If you’ve read Ayelet Tsabari’s previous work, you’ll know she writes beautiful and poignant short stories and essays. Tsabari’s most recent book, The Art of Leaving, is a memoir in essay form that opens with the death of her father when she was only nine years old and continues with her consequent struggle to find roots and to embrace herself and the history of her family, descended from Yemenite Jews whose culture and traditions were suppressed upon arrival in Israel.
Oddly enough, some people love nothing better than utilizing poolside leisure for getting through serious, historical non-fiction. A great option for weighty tome lovers would be journalist and historian Tom Segev’s A State at Any Cost: The Life of David Ben-Gurion. Segev takes a lengthy look at Israel’s first prime minister and, basing himself on numerous historical sources, analyzes Ben-Gurion’s life, achievements, controversies and character.
Not the newest book on the list, but a personal favorite, and one just right for people wanting to indulge in a bit of history without having to do the heavy lifting required in the item above. Yochi Brandes’ The Orchard centers on Rachel, the long-suffering wife of the historic Rabbi Akiva, as well as on a tumultuous and formative period of Jewish history, intertwining the personal and the societal, love lives and scholarly work, in the process giving new relevance to old stories.

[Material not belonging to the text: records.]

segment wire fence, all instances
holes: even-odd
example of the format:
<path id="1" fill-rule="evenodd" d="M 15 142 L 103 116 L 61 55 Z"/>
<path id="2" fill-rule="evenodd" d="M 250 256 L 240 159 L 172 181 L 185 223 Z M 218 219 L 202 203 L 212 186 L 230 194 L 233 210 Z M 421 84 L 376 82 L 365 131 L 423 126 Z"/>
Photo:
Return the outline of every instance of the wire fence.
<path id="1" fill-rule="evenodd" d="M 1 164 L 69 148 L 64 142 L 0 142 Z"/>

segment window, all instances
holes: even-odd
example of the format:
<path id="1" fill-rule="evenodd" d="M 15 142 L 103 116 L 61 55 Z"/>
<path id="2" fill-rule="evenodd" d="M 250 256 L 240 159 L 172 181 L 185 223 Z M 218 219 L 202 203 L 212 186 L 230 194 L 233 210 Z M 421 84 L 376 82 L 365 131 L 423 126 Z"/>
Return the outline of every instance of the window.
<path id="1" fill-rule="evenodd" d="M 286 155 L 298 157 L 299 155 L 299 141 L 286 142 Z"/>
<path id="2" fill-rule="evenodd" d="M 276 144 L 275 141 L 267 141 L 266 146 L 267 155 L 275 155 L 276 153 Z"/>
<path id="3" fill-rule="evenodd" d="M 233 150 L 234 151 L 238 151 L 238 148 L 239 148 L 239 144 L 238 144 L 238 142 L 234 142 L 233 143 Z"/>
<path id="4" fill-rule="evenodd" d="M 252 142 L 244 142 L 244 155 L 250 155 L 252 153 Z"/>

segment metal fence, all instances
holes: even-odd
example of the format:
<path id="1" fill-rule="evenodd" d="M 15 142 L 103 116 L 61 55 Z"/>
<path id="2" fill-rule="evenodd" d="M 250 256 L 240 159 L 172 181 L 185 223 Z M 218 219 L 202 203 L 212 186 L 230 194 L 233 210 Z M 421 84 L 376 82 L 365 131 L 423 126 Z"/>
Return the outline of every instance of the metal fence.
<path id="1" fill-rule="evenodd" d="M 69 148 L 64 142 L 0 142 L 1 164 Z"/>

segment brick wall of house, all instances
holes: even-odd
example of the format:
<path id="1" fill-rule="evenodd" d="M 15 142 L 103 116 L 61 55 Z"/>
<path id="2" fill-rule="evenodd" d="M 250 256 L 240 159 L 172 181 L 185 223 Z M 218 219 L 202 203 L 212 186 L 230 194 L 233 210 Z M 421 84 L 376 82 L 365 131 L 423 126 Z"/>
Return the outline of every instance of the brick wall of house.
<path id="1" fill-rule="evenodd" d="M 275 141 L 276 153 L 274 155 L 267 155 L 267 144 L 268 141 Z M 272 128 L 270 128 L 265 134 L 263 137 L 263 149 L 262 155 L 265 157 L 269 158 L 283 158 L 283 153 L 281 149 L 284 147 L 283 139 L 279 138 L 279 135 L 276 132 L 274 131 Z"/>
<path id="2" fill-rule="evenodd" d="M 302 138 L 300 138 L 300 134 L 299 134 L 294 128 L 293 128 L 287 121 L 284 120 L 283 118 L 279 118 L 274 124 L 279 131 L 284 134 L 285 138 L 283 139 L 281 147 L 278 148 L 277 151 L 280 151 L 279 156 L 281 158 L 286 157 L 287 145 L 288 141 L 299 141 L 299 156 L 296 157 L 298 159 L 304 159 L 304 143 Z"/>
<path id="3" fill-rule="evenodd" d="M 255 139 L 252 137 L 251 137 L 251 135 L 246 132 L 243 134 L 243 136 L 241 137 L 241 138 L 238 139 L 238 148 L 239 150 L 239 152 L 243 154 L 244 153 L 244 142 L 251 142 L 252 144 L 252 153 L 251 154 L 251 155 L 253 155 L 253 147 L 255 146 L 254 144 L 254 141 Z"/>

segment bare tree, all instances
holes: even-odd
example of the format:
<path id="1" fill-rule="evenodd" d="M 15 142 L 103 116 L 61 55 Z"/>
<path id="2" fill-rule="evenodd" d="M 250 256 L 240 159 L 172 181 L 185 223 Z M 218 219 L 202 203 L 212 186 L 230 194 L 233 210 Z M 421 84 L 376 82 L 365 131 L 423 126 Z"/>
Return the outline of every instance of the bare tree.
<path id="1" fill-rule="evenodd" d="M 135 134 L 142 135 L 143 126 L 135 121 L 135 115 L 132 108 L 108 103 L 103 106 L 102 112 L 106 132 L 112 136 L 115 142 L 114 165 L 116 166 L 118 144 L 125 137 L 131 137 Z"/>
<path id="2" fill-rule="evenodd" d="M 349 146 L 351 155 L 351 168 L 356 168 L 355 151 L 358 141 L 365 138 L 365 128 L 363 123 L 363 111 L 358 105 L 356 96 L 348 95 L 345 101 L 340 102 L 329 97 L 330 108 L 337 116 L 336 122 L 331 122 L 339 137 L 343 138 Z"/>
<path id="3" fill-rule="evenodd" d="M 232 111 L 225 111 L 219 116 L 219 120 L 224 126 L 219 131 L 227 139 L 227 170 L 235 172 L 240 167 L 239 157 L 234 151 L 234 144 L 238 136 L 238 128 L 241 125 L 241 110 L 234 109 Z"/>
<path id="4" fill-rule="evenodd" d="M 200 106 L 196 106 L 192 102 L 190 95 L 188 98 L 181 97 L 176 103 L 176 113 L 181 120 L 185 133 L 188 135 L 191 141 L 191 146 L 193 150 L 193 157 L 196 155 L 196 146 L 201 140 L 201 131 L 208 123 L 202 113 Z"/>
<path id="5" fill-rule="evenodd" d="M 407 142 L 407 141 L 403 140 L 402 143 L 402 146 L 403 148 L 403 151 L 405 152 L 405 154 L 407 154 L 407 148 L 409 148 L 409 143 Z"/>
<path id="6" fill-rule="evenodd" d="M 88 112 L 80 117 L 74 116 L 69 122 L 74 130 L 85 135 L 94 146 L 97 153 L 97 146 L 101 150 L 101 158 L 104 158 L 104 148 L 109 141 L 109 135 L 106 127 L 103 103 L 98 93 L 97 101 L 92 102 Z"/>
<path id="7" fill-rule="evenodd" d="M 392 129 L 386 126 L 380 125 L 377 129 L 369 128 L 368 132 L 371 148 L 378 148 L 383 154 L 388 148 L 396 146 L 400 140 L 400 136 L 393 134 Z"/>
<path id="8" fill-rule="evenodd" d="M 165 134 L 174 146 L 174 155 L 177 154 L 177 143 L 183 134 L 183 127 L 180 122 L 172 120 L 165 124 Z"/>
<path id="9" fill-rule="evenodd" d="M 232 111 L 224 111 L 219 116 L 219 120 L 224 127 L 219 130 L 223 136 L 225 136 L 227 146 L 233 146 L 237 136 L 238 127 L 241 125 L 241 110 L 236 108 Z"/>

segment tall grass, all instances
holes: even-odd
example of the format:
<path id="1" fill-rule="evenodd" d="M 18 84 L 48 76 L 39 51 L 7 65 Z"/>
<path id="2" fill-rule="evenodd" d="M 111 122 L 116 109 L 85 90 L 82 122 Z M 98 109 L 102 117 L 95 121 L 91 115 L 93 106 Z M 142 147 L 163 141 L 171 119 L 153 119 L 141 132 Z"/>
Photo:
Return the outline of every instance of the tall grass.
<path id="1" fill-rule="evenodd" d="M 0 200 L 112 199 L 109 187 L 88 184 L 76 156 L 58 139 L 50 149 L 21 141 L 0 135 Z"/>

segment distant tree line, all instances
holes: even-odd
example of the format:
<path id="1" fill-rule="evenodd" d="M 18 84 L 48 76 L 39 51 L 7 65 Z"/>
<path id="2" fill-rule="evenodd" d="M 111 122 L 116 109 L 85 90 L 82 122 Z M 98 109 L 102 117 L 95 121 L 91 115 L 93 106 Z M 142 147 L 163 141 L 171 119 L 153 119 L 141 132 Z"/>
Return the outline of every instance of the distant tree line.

Famous Israeli writer Etgar Keret’s most recent collection of short stories, Fly Already, is made up of the stuff that made him a household name: fluent, fun writing about absurd and fantastic situations that deal with very real-life problems. The winner of the prestigious Sapir Prize, the collection of stories confronts issues such as loneliness, detachment and people’s search for intimacy and love, again in a beautiful, page-turning style.
Literary giant A.B. Yehoshua’s latest novel, The Tunnel, tells the story of a retired road engineer who is beginning to lose his memory and volunteers to work on a secret army road in the desert to keep himself active. Once there, a mystery unveils about the people living where the road is being constructed. With his usual thoughtful style, Yehoshua touches on illness, married life, the nature of memory and the interwoven identities of Israeli Jews and Palestinians.
Sociologist Eva Illouz is well-known in Israel for writing about love, capitalism and everything in between. Her most recent work, The End of Love, deals with “unloving,” the ways in which relationships end and why social bonds dissolve. Here too, she tackles the effects of capitalism on our way of thinking and going about our relationships. Perhaps not the cheeriest of books, but fascinating nonetheless.
A real eye-opener, Matti Friedman’s latest book is the first English-language account of the pre-state Arab Section intelligence unit. It follows the life and work of four spies of Middle Eastern origin who assumed Arab identities and went undercover in Beirut where they sent intel back to a nascent Israel. The book is based on interviews Friedman conducted with one of the four spies, already in his old age, making the work a first-hand account of a different world and era.
Eshkol Nevo’s latest novel, The Last Interview, was published in Hebrew in 2018 and is set to be released in English in October this year. Nevo tells the story of an author who’s answering a set of questions sent to him for an interview. What at first glance looks like a rather mundane task turns out to be a soul-baring exercise about love, life and relationships. Definitely one to look out for when summer is winding down.